-2026







Tylor McNeil's 2026 Collection ' P U R E ' is Available Now at ASHDALE Gallery, North Vancouver.
The series ' P U R E '
begins with white roses because they are instantly readable, elegance, joy, celebration, a kind of ceremonial beauty. They feel approachable, almost luminous, like they belong in moments of tenderness. I wanted the paintings to be inviting enough that a viewer can simply enjoy the surface, the softness, the form, the atmosphere it creates. Beauty in art should be allowed to exist without arguments
Then I add the skull. It changes the emotional temperature of the work, not by turning it ugly, but by making it honest. The skull asks what purity really means when life is not clean, when people are not simple, and when desire, failure, and growth are part of the same human story. It challenges the comforting idea that purity is something we can achieve once and keep forever. If a rose symbolizes innocence, the skull symbolizes the limits of innocence—mortality, consequence, and the reality that everything changes.
I’m drawn to the way “pure” can be both aspiration and warning. At its best, purity can represent clarity: the desire to be true, to be sincere, to strip away what is false. But I also know how purity can become rigid. A standard meant to guide can become a rule meant to control. An intention can become an obsession. When purity turns into a demand, the result is often a kind of spiraling vigilance—an endless negotiation with fear.
This is where I want viewers to lean in, not because I’m offering judgment, but because I’m offering a question with room in it. Where do we draw the line between wanting integrity and seeking perfection? Where does self-respect become self-punishment? Where does “doing the right thing” become an attempt to eliminate uncertainty altogether? In Pure, I’m exploring the psychological motion of that slide, how it can begin with longing and end with exhaustion.

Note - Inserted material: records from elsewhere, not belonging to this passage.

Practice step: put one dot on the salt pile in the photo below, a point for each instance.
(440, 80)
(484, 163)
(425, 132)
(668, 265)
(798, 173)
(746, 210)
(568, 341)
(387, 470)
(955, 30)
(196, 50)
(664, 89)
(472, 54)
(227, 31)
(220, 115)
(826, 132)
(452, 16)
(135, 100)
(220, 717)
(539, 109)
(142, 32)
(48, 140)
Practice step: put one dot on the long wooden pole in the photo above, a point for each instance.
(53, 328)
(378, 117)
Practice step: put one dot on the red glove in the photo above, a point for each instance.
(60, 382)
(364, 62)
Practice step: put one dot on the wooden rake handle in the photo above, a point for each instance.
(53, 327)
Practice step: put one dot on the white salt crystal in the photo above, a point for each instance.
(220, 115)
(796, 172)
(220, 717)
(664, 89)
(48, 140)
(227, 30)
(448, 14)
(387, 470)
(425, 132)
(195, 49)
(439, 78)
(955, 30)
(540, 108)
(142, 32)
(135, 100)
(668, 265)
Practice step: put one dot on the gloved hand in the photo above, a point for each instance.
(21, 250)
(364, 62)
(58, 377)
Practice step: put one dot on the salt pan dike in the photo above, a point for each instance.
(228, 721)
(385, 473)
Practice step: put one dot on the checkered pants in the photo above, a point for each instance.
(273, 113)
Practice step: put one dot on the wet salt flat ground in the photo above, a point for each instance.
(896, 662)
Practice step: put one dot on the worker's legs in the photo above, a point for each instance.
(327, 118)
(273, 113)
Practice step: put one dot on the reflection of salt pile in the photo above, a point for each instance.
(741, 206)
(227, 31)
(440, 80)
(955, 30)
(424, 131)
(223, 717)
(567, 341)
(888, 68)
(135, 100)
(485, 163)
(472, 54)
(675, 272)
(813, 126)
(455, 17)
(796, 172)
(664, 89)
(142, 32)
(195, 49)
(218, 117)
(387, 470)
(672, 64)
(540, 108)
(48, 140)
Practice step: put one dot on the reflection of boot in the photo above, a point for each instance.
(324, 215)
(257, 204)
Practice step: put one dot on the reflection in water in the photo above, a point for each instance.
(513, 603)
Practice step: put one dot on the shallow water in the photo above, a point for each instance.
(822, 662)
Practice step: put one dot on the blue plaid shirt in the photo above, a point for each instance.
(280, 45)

Ultimately, I want the paintings to hold contradiction without resolving it quickly. The roses remain roses; they do not disappear. The skull remains present; it does not become merely decorative. Together they create a space where viewers can notice their own relationship to purity—whether they crave it, resist it, or have felt it tighten around them. If you want to go deeper, the work will meet you there. If you only want to feel the beauty, the beauty will still be there first, and fully.